1 Tutorial 1: Install R/R Studio

After working through Tutorial 1, you’ll…

  • know how to install R and R Studio
  • understand the main set-up of R Studio

Important: You only have to install R/R Studio on your personal PC - both are already installed at the CIP Pool at the Akademiestr.

1.1 Install R

R is the programming language we’ll use to import, edit, and analyze data. Please use Cran to install the newest version of R (version 4.3.1, “Beagle Scouts”). You’ll have to specify your operation system to download the right version:

If you already have R on your computer, simply make sure to update it to the newest version. To do so, simply download and install the latest version from the links above. Then, via “Tools/Global Options/General/R version”, choose the newest version. You may have to close and re-open R for the newer version to take into effect.

1.2 Install R Studio

Next, install R Studio. R Studio is a desktop application with a graphical interface that facilitates programming with R. The newest version of R Studio (2023-09-28) can be downloaded via this Link.

If you already have R Studio on your computer, simply make sure to update it to the newest version. The easiest way to do this is via: “Help/Check for Updates” in R Studio.

1.3 Object- and function-oriented programming

First things first: R is an object- and function-oriented programming language. Chambers (2014, p. 4) has nicely summarized what this means:

  • Everything that exists is an object.
  • Everything that happens is a function call.

We assign values (for instance, single numbers/letters, several numbers/letters, or whole data sets) to objects in R to work with them/do computations. For instance, the following command in R would assign the word “hello” to the object word by using the <- sign (a function used for assigning values to objects):

word <- "hello"

Objects have specific properties that determine which types of calculations can be done with them (and which cannot). For instance, the object word is characterized by the fact that it consists of characters (i.e., a word) - which may, for instance, prohibit you to calculate the mean of this object (which is something only possible for objects consisting of numeric data).

This already hints towards the second, important aspect of R: It is influenced by functional programming, meaning that everything we do in R is a function call.

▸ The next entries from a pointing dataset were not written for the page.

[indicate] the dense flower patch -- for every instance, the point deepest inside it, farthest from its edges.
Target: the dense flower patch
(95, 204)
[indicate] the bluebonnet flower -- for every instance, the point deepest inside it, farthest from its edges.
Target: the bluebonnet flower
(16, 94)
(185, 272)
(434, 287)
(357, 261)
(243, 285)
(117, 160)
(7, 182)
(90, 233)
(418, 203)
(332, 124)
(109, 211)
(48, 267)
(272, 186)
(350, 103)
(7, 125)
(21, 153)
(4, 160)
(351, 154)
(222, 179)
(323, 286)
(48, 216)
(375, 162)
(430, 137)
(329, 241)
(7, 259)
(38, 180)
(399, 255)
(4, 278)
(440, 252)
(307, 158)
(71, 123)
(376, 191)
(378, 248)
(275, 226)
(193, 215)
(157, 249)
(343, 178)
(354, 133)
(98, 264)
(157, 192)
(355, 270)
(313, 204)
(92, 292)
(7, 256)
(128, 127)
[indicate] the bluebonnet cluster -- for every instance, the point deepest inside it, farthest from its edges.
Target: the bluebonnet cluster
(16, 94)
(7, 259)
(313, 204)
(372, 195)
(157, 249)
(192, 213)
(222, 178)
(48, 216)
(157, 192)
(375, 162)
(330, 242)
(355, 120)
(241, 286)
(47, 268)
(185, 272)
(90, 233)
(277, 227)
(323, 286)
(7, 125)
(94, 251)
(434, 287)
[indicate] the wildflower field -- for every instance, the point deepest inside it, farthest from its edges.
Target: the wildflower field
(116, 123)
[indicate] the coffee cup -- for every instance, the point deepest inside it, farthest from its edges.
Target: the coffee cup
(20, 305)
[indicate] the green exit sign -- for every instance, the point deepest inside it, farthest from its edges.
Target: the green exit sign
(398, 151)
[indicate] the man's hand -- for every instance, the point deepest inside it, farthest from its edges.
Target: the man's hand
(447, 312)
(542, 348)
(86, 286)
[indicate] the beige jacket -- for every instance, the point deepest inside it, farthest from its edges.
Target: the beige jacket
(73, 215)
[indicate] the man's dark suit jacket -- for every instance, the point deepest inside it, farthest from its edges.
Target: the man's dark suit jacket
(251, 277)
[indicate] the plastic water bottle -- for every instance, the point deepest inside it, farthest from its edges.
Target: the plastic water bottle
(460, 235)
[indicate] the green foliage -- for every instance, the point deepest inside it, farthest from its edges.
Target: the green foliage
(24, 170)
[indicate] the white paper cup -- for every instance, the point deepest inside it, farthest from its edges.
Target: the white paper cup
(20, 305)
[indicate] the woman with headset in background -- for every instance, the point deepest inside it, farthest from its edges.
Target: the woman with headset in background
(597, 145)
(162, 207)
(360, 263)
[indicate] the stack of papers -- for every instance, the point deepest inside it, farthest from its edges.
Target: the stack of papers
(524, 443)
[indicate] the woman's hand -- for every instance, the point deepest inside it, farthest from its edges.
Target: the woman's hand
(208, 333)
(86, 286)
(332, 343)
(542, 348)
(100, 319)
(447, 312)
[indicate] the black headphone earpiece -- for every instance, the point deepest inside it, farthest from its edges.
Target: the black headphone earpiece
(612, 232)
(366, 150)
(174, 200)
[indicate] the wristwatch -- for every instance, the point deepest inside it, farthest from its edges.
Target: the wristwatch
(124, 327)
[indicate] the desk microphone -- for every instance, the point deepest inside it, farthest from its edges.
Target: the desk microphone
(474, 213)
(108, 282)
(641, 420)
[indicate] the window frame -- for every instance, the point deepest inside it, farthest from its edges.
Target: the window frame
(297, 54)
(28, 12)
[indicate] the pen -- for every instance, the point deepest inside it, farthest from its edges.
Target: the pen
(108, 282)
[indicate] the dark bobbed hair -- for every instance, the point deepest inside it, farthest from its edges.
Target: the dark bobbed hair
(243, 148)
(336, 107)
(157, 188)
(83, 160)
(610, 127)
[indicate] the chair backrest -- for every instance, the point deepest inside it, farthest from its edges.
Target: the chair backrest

R uses functions to assign specific values (for instance, a single number or word, several numbers or words, whole data sets) to objects. In short, what you will learn by learning programming in R is how to write functions for making R do the calculations you need.

Let’s take SPSS - which, I assume, many of you have worked with previously - as a comparison. If you import, edit, or analyze a data set in SPSS, you’ll use the click-and-point menu to change variable values, calculate variables’ means, or export data.

R works differently: You assign the data set to an object - for instance an object called “word”, as done previously. This assignment enables you to work with the data: You can now call specific functions to work with or change this object. For instance, if you want to add another word to the object word, for instance “and good morning”, you could do that by using a specific function called paste0(), which takes the original object word and adds your additional words ” and good morning” to overwrite the old object word:

word <- paste0(word, " and good morning")
word
## [1] "hello and good morning"

Different to using the click-and-point menu in SPSS, you thus need to write your own code to import, edit, or analyze any type of data in R. Luckily, R already includes a lot of predefined functions meaning that we do not have write all of these functions ourselves.

1.4 Base-R vs. tidyverse & coding style

There are two “ways” of using R: via Base-R or via the tidyverse, see this overview for a comparison.

Base-R includes all functions that come with initially installing R. A more recent development is the tidyverse, a collection of additional packages (and coding conventions) that is especially suited for beginners. Tidyverse was developed by Hadley Wickham and his team at RStudio (the interface we use for programming with R).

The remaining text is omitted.